We are very saddened to hear of the passing of Sharon Moffett right before the holiday. She had been a regular at the Monster Bash Conference the last few years, which is where we had the chance to meet her. She was a child actor who had appeared alongside Boris Karloff in one of my favorite films, The Body Snatcher (1945). It was her only real entry in the horror genre, but her performance in the role of the small Georgina, that desperately wants to walk, is a brief moment of light in this otherwise dark tale of humanity.

The few times we talked at the shows, she was always so friendly and thankful to have such kind fans coming up to her to chat. Such a nice person, and one that will be missed at future Bashes.

Our thoughts go out to her friends and family during this difficult time.

Anne Rice – Rest in Peace

Back in my fiction reading days, ever since I first read Anne Rice’s Interview with the Vampire, I was hooked on her tales of the undead, and followed each of her continuing novels of Lestat and his exploits. She really created something amazing with those novels and I’ve always agreed with her on the subject of vampires and they’re ambiguity, where they look at humans as beautiful creatures, as well as food, of course. She also beautifully expressed the utter loneliness of immortality, better than most that have tried in all the lore of vampire mythology.

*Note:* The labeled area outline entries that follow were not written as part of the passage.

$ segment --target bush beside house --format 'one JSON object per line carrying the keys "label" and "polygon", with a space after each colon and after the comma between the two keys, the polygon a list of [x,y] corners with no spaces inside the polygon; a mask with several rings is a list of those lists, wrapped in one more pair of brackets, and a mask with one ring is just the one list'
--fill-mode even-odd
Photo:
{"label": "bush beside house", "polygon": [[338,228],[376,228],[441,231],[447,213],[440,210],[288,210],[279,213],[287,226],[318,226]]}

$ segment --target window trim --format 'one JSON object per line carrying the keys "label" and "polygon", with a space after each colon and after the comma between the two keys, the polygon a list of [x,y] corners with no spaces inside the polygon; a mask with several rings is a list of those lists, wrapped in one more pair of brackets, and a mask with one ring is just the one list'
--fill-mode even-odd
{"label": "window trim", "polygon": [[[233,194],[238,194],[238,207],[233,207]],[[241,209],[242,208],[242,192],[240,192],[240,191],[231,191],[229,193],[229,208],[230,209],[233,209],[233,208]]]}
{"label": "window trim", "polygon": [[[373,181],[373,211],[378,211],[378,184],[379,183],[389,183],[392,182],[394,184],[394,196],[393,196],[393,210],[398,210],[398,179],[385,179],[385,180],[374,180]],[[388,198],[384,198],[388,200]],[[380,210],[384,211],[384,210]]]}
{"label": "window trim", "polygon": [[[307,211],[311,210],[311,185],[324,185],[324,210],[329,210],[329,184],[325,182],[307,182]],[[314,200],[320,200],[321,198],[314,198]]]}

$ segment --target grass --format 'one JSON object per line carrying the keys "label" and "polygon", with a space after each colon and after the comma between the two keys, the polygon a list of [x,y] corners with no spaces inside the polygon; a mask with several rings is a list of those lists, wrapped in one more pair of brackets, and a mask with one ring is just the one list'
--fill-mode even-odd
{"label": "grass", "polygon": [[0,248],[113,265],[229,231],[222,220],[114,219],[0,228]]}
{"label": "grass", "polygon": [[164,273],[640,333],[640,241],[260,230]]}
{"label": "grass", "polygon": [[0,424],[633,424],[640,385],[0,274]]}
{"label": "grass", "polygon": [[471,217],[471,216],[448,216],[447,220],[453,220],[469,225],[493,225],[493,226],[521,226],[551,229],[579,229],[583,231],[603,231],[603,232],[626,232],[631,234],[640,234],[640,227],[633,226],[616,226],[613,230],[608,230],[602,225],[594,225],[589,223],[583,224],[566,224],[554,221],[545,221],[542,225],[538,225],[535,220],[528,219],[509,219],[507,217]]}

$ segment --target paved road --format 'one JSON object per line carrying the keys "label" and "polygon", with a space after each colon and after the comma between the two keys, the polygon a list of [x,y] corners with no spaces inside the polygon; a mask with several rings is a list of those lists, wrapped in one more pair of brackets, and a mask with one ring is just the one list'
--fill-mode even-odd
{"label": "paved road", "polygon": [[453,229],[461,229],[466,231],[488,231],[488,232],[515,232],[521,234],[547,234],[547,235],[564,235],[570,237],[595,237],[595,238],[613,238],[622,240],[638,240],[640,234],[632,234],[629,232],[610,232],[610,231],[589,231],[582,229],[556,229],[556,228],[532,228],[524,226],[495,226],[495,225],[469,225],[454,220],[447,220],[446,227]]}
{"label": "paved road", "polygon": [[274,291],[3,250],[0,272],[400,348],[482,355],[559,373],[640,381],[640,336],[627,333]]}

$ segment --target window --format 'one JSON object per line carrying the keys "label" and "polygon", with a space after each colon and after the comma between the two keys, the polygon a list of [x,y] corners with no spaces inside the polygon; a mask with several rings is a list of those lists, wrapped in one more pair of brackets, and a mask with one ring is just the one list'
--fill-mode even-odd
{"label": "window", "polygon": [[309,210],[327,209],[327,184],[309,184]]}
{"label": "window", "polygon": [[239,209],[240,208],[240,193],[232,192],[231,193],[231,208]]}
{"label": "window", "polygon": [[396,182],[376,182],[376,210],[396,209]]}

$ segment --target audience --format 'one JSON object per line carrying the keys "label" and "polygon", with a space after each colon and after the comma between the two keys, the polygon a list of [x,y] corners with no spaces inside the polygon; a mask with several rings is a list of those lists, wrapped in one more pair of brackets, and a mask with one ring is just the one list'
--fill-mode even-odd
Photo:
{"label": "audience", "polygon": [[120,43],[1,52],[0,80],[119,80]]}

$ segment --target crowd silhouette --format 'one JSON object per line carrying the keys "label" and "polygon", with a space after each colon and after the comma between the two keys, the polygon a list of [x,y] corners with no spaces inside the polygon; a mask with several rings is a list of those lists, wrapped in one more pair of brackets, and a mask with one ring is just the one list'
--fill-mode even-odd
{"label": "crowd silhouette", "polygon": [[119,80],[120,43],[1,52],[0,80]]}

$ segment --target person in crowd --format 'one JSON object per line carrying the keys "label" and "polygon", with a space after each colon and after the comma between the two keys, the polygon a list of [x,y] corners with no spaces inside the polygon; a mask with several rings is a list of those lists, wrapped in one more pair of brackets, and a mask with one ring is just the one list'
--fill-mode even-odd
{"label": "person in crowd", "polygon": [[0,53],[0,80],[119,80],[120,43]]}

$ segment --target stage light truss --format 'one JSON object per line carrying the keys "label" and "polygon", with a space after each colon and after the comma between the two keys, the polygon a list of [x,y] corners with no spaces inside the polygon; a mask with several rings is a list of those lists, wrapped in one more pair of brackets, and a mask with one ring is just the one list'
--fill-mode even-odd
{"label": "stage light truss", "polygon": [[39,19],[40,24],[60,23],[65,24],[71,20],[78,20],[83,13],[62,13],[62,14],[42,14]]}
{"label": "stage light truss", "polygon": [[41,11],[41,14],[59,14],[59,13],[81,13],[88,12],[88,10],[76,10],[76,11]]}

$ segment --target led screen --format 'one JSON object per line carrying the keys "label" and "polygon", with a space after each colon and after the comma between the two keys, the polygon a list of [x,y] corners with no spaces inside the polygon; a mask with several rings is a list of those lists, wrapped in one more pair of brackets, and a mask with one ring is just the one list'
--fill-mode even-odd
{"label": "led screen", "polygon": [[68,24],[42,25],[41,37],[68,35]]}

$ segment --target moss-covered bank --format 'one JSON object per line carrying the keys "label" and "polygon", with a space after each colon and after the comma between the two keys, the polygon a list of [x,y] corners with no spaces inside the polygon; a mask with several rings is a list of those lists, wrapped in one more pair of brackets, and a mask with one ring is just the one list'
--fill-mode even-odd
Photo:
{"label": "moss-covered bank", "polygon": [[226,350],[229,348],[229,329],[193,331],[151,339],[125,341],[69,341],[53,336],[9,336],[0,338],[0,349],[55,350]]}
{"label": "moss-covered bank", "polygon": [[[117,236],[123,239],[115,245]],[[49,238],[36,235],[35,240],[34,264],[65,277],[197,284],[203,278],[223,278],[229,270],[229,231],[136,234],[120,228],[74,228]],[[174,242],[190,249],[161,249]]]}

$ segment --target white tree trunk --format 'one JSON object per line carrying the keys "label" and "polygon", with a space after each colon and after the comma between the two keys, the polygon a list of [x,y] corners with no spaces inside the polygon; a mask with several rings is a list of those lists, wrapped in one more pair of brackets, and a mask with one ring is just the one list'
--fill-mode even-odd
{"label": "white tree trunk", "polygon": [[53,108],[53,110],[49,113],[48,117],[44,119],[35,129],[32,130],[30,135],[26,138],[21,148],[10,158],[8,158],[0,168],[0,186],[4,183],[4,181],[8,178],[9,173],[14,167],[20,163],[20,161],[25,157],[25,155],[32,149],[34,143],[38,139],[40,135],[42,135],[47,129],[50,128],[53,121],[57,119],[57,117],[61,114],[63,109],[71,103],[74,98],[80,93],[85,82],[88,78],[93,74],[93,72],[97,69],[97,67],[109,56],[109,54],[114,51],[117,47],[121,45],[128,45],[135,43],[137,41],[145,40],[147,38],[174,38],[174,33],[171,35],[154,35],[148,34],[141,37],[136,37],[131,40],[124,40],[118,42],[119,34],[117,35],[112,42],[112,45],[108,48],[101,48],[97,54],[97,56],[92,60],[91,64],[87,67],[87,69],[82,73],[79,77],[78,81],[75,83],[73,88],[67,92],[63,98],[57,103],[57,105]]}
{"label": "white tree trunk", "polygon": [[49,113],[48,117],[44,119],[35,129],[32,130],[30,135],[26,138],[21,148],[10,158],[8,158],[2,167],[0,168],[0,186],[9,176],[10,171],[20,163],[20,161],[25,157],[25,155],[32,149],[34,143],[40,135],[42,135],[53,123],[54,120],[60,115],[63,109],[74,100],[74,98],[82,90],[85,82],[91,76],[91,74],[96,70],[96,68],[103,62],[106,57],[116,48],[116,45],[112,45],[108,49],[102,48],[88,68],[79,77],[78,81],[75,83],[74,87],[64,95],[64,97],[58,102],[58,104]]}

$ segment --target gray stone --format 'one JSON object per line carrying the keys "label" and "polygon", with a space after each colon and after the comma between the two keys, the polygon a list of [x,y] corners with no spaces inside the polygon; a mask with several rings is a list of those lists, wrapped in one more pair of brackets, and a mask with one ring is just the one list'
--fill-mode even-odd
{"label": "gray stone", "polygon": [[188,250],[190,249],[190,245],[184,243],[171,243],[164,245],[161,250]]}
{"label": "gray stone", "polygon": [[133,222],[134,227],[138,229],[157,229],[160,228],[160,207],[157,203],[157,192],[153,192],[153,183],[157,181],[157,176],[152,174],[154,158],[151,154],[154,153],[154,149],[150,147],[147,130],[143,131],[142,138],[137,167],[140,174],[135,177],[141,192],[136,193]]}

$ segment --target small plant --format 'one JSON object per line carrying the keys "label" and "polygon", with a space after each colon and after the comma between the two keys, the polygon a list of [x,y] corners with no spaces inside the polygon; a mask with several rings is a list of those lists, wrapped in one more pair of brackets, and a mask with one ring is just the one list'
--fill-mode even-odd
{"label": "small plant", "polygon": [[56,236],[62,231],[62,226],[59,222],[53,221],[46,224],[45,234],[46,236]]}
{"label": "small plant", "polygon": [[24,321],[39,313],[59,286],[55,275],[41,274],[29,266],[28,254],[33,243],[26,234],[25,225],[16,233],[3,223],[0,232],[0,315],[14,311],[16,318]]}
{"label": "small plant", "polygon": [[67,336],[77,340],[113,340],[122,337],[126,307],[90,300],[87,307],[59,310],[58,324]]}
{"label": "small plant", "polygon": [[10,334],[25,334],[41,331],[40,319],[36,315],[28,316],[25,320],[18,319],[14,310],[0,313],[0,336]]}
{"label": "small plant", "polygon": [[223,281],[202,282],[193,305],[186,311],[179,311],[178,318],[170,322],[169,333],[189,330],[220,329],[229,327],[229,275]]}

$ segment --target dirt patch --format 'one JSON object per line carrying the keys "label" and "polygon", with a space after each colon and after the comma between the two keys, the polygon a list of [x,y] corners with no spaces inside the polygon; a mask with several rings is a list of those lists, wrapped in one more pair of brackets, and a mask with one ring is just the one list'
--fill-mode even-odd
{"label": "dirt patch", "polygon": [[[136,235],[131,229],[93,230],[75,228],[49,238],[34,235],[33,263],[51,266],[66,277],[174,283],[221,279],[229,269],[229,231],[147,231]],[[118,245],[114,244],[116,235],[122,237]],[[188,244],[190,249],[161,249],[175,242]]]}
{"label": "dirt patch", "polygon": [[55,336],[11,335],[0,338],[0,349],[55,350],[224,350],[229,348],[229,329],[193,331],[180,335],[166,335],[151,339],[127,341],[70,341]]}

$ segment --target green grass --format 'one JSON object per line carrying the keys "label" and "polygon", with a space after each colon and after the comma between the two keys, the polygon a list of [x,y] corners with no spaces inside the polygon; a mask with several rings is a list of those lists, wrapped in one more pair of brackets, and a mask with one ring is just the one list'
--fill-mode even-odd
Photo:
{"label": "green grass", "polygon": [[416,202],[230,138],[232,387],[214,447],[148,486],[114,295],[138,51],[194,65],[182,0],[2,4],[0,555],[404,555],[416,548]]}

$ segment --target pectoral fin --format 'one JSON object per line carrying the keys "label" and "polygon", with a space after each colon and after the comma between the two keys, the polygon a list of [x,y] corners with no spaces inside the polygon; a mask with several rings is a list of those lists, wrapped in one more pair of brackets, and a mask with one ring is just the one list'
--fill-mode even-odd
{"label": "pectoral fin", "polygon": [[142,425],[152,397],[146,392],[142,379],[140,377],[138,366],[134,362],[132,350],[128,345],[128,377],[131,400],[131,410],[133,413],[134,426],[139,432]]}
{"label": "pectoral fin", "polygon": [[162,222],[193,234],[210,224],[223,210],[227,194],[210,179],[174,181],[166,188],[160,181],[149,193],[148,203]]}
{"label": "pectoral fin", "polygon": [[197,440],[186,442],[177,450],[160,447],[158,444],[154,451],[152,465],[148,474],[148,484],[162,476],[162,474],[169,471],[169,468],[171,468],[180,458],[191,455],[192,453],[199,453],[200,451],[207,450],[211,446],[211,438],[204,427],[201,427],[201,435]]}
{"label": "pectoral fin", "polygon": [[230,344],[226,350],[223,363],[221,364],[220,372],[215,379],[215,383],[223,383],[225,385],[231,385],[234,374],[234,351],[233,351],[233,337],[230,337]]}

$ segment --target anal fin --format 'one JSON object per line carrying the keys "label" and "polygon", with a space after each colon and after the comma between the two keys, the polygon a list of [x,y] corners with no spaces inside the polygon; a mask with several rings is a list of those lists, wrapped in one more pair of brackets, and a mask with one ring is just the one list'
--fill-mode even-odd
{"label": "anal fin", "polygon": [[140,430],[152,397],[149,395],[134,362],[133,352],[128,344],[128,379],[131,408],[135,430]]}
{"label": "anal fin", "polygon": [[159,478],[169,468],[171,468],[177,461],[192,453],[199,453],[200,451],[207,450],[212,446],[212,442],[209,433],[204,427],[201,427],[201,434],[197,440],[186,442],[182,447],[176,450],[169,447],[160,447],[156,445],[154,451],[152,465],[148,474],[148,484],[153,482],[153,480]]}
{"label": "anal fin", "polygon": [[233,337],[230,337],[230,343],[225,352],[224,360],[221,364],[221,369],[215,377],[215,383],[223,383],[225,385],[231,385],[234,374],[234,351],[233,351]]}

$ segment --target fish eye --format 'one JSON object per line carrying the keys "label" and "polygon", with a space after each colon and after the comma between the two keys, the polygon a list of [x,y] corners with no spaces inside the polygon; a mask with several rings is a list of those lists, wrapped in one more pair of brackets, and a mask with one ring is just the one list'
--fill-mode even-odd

So even while I had stopped reading fiction in general, and following her writing, I was deeply saddened to hear of her passing on Saturday. She did something that very few authors have done in their career, creating a whole world and mythology that continued for decades, attracting millions of followers, all waiting for the next volume to be released. In an interview in 1993, she spoke of how after her young daughter had died of leukemia at the age of 5, “I wanted to write and write and write, and pour out my emotions, and make stories, and create something. That was my response to seeing something die and something pass out of my hands like that, and seeing this beautiful child die, no matter what I did or anybody else did.” This would result in the creation of her first novel, Interview with the Vampire.

In the notice posted by her son, Christopher, of her passing, he stated that “she taught me to embrace my dreams, reject conformity and challenge the dark voices of fear and self-doubt.” I think she did that to more than a few people over the years. Her voice will be missed, but her words and inspirations will live on for generations to come. Our thoughts go out to her fans, friends and family at this difficult time.

Lou Cutell – Rest in Peace

While some might know Cutell from his appearance on TV’s Seinfeld or even as Amazing Larry in Pee-wee’s Big Adventure (1985), but for us fans of cheesy horror / sci-fi films, you will remember him as Dr. Nadir in Frankenstein Meets the Spacemonster (1965). Being that was his first feature film, you can understand why he took it. Even though it is rated as one of the worst films ever made, it is something a lot of people remember him from, so I would say that is a positive. Think of how many films are forgotten!

Cutell recently passed away at the age of 91. From a wide range of TV show appearances, and small roles, sometimes even uncredited, such as being a frightened villager in Young Frankenstein (1974), I will still remember as the good Dr. Nadir. Rest in Peace, Lou, and thanks for the laughs.

Mary Collinson – Rest in Peace

Being a huge fan of Hammer films, I’ve had the wonderful opportunity to meet quite a few stars, directors, and others that worked for the famous studio. But there are still countless more than I haven’t. And with each year, we lose another face that brought us thrills, chills, and smiles to our faces. The Collinson twins from Twins of Evil (1971) were two that I had always hoped I would have the chance to meet. Madeleine Collinson had passed away in 2014, and now we’ve learned that her sister Mary has passed away today, at age of 69.